MELCHOR LOPEZ, Alberto; DIAZ MARTINEZ, Leonila Rosa  y  MORENO, Julia. Biochemical markers for risk assessment of seizures in withdrawal syndrome. Salud Ment [online]. 2012, vol.35, n.6, pp.499-504. ISSN 0185-3325.

Withdrawal signs and symptoms are frequently minor but can develop into a severe, even fatal, condition. Clinical manifestations of the AWS begin as soon as the alcohol consumption is interrupted or diminished after a long period of ingestion of great quantities of alcohol. The clinical manifestations include symptoms of autonomic hyperactivity, like sweating, tachycardia over 100 bpm, tremor, insomnia, nausea or vomiting, transitive visual, tactile, or hearing hallucinations, or even illusions, psychomotor agitation, anxiety and epileptic crisis. Objective Our aim is to assess the usefulness of several biochemical markers and the risk of seizures associated with alcohol withdrawal.
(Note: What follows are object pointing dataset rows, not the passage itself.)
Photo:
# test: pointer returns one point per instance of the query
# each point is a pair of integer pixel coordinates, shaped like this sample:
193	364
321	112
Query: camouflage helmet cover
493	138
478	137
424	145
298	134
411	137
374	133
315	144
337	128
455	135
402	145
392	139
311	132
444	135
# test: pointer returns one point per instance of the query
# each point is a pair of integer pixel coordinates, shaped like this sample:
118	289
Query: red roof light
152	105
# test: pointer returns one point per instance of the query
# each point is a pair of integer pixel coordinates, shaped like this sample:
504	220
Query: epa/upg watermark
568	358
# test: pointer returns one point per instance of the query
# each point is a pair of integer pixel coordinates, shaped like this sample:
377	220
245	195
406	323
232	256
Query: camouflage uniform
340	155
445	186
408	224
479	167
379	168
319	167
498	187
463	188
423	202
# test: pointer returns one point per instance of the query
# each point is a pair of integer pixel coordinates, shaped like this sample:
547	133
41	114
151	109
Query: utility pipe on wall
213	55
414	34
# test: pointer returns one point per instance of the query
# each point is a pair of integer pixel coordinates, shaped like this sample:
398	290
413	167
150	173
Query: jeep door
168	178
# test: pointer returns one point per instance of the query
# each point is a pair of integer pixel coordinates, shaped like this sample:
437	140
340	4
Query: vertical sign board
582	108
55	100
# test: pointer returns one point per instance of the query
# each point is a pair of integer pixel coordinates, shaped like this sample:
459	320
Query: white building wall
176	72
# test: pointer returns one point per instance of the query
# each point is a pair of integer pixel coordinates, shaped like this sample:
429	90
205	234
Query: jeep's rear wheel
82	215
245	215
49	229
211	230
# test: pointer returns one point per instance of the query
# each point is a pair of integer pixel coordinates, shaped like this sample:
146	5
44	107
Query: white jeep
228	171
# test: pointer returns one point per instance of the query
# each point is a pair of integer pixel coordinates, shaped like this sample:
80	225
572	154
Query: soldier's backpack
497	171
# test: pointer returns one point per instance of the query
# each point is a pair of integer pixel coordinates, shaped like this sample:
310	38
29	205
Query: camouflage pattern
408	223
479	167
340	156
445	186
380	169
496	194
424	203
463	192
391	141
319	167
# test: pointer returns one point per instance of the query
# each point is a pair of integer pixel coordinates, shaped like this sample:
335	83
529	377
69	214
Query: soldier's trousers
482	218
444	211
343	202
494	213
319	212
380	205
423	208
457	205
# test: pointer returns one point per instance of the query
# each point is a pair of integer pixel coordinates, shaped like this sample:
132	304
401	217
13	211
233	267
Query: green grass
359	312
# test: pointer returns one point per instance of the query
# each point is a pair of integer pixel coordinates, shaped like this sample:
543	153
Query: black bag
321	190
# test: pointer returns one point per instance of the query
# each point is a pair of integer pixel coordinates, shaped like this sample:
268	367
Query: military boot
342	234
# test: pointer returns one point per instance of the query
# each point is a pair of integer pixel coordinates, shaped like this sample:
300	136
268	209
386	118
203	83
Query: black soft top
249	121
Methods This study included 52 inpatients which were assessed with the Ciwa-Ar scale in order to determine the severity of the withdrawal. They were assessed too with the AUDIT scale to determine the risk and abuse of the intake of alcohol. We also obtained a blood sample to determine the levels of several biomarkers (AST, ALT, GGT, FA, HOM-OCISTEINE, and MCV). We compared the two groups (patients with seizures vs. patients without seizures). Student T and Mann Whitney's U tests, and ROC curves were applied. Results We observed a statistical difference between the groups in the levels of alkaline phosphatase. The levels were higher in patients without seizures (148.8±69.58UI) compared with the patients with seizures (113±55.1UI). No differences were observed in other groups. Conclusion The patients with higher levels of alkaline phosphatase had major risk of seizures. There were no elevations in the serum level of homocisteine in both groups.

Palabras llave : Withdrawal; biochemical marker; seizures.